Lamberth’s comments about the case were his most critical since appointing a special monitor six months ago to track the progress of reforms. The monitor, Joseph S. Kieffer III, has submitted five reports accusing Norton and others of repeatedly trumpeting their progress in court even though little headway was actually being made.
Norton, who took office in January, has said she is determined to resolve a crisis that had been decades in the making. Court rulings and congressional reports have concluded that the government has had a long history of neglecting the trust fund, which was set up more than 100 years ago to compensate Native Americans for the use of their land.
The government is supposed to manage and pass along to Indians and their heirs the royalties from the sale of petroleum, natural gas, timber and other natural resources. But records have been scattered across the country and are in chronic disarray, and officials are unable to say exactly how much is due 300,000 trust account-holders.
Lamberth ordered the Interior Department to repair the system in December 1999, acting on a class action lawsuit filed by Native American plaintiffs led by Elouise P. Cobell, a member of the Blackfeet tribe of Montana. At the time, he said the Indians were entitled to a historical accounting that would show just how much money was generated by the land and into which accounts the royalties were to go.
Instead of complying with his order, Lamberth said, then-Interior Secretary Bruce Babbitt signed off on a plan to review a smaller, statistical sampling of the accounts. Soon after taking office, Norton agreed to pursue statistical sampling, too.
“What is there left to try with Secretary Norton?” Lamberth asked government lawyers. “Her first action was so contemptuous, I don’t know what we’re going to try. Do you?”

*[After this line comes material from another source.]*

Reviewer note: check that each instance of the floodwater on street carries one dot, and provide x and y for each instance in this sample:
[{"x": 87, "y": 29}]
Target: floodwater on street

Lamberth said Norton appeared to have played a pivotal role in the filing of a recent report with the court that stated that the Interior Department was making significant progress in straightening out the accounting system. Kieffer found that rosy picture wasn’t the case, saying that the report was “inaccurate, untruthful, and incomplete.”
Dennis M. Gingold, a lawyer for the Native Americans, urged Lamberth to move quickly with contempt proceedings against Norton, Babbitt and 37 other current and former government managers and attorneys, including lawyers from the Justice Department. He noted that this wasn’t the first time the judge is contemplating action. In 1999, Lamberth found Babbitt, then-Interior official Kevin Gover and then-Treasury Secretary Robert E. Rubin in contempt for failing to produce records.
Mark E. Nagle, part of a new team of government lawyers on the case, asked Lamberth to give the government until Dec. 15 to answer the contempt allegations, insisting that the lawyers wanted to fully investigate what took place. Lamberth gave him until Nov. 15.
“What facts do you need to get?” Lamberth asked. “I think you better throw yourself at the mercy of the court and come down and get your trial.”